Every doctor has the right to refuse a euthanasia without stating a reason. Patients can then try again at the End of Life Clinic where Keizer works.

After a euthanasia happens, a review determines if the doctor has abided by the rules. Failing to do so would result in criminal prosecution and a prison sentence of up to 12 years.

On September 28, Dutch public prosecutors started a criminal investigation, for the first time since the law came into effect, into a doctor who performed a euthanasia. Reviewers had determined that the doctor did not act according to the rules when she administered a deadly dose of medicine to a 74-year-old woman suffering from severe dementia.

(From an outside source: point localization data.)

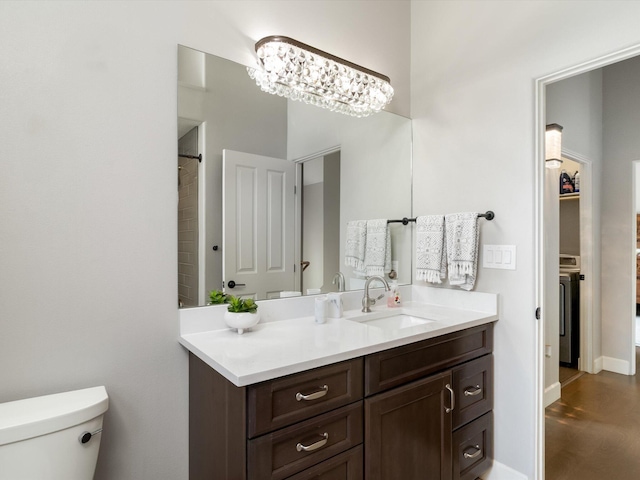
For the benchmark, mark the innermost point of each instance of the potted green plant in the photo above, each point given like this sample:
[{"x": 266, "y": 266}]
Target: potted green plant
[
  {"x": 217, "y": 297},
  {"x": 242, "y": 313}
]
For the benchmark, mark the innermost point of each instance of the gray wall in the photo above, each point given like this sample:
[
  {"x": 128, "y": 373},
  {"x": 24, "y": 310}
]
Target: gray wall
[
  {"x": 88, "y": 196},
  {"x": 621, "y": 149},
  {"x": 473, "y": 101}
]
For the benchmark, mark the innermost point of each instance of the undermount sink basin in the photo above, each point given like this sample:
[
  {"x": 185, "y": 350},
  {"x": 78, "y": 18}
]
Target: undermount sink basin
[{"x": 395, "y": 322}]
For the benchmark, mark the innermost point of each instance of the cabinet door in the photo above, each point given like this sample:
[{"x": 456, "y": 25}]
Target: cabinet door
[{"x": 408, "y": 431}]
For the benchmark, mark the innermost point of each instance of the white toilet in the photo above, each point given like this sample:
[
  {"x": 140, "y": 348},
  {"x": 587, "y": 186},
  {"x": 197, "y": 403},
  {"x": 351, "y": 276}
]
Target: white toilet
[{"x": 54, "y": 437}]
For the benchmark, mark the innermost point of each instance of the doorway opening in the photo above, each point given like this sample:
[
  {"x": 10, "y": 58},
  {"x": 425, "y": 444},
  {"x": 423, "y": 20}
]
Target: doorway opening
[{"x": 609, "y": 350}]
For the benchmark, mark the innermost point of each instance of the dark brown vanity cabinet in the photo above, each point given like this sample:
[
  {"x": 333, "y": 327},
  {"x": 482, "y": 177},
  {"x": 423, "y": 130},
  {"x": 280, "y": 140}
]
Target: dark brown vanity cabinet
[{"x": 420, "y": 411}]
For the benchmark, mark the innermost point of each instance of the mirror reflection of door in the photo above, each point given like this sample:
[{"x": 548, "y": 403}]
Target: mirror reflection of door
[
  {"x": 188, "y": 219},
  {"x": 320, "y": 223},
  {"x": 258, "y": 228}
]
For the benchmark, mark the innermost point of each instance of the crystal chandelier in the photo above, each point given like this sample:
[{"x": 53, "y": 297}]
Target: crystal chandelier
[{"x": 297, "y": 71}]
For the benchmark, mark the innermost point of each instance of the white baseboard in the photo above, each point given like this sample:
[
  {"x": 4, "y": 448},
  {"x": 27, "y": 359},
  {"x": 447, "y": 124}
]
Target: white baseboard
[
  {"x": 552, "y": 393},
  {"x": 500, "y": 471},
  {"x": 597, "y": 365},
  {"x": 616, "y": 365}
]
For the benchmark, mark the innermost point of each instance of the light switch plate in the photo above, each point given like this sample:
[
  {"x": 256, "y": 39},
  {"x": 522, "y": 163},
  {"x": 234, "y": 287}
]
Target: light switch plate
[{"x": 499, "y": 256}]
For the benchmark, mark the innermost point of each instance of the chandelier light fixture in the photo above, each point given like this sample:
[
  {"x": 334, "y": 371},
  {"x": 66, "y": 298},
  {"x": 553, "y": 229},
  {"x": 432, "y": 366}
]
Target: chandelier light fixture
[
  {"x": 553, "y": 146},
  {"x": 291, "y": 69}
]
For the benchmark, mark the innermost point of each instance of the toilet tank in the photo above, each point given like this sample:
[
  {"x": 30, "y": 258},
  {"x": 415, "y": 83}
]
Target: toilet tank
[{"x": 40, "y": 438}]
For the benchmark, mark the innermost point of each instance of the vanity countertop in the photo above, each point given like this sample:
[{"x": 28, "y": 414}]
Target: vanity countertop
[{"x": 277, "y": 348}]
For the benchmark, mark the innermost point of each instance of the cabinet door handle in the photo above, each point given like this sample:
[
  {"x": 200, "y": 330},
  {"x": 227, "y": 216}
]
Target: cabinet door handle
[
  {"x": 313, "y": 396},
  {"x": 472, "y": 391},
  {"x": 314, "y": 446},
  {"x": 478, "y": 451},
  {"x": 453, "y": 399}
]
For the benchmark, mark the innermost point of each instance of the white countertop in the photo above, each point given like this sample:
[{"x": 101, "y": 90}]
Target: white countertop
[{"x": 277, "y": 348}]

Over the years, Dutch euthanasia legislation has attracted a lot of international press coverage, fostering the idea that dying by appointment is widespread in the Netherlands. But this is a far cry from reality. In 2016, there were 6,091 instances of euthanasia reported to the regional evaluation committees – less than five percent of the nearly 150,000 people who died in the Netherlands that year.

A personal choice

Christiaan Rhodius is a medical doctor who has focused on palliative medicine for the past 10 years. Unlike Keizer, he has never performed a euthanasia.

In the hospice where he works, there aren’t all that many requests to begin with, he stresses. Many patients wanting euthanasia would have asked their GP about it before getting to a palliative care facility. But personal misgivings have also played a part.

“Initially, I thought I just couldn’t do it, deliberately taking the life of someone else. I’ve also asked myself if as a human being I have the right to end the life of another human being, even if it’s explicitly requested,” Rhodius explains.

“Now, I notice that there are situations where I think the idea of mercy outweighs the duty not to harm a patient.”

Rhodius has started the euthanasia procedure twice. In one case, the patient ended up dying naturally anyway. The second time, the patient changed his mind, which is something that Rhodius says is not uncommon.

undefined

There's two types of fear of death: the fear that it will be ugly and painful, and there's the fear of no longer being there.

by Christiaan Rhodius, doctor

In Rhodius’s view, there’s no such thing as a right to euthanasia.

“Because a right presupposes a duty and that means that I as a doctor have to comply,” he says. “As a doctor, you have to be convinced that having mercy outweighs the principle of no harm in each case. Each doctor finds his own path in this, based on a different belief system.”

For Keizer, there are two types of cases which he refuses to approve. One is when an older person who is relatively healthy asks for euthanasia because they feel they’ve had a long enough life. “You can think that, but to me that doesn’t mean you should get the help of the state or a doctor – you’ll have to arrange it yourself,” he says.

He also draws the line at people who suffer from dementia to the point that they can no longer give verbal approval – even if they’ve previously put their desire to die in the case of dementia on paper. “I’m not going to participate in that,” Keizer says.

His experience with death throughout his career has changed his outlook on his own.

“There’s two types of fear of death: the fear that it will be ugly and painful, and there’s the fear of no longer being there,” he says.

“The second one, that more philosophical fear, is as strong as ever in me. I’m not religious and I don’t think there’s an afterlife – and I’m not happy about that. But that first fear has improved a lot. I think that dying is something that can be managed quite well.”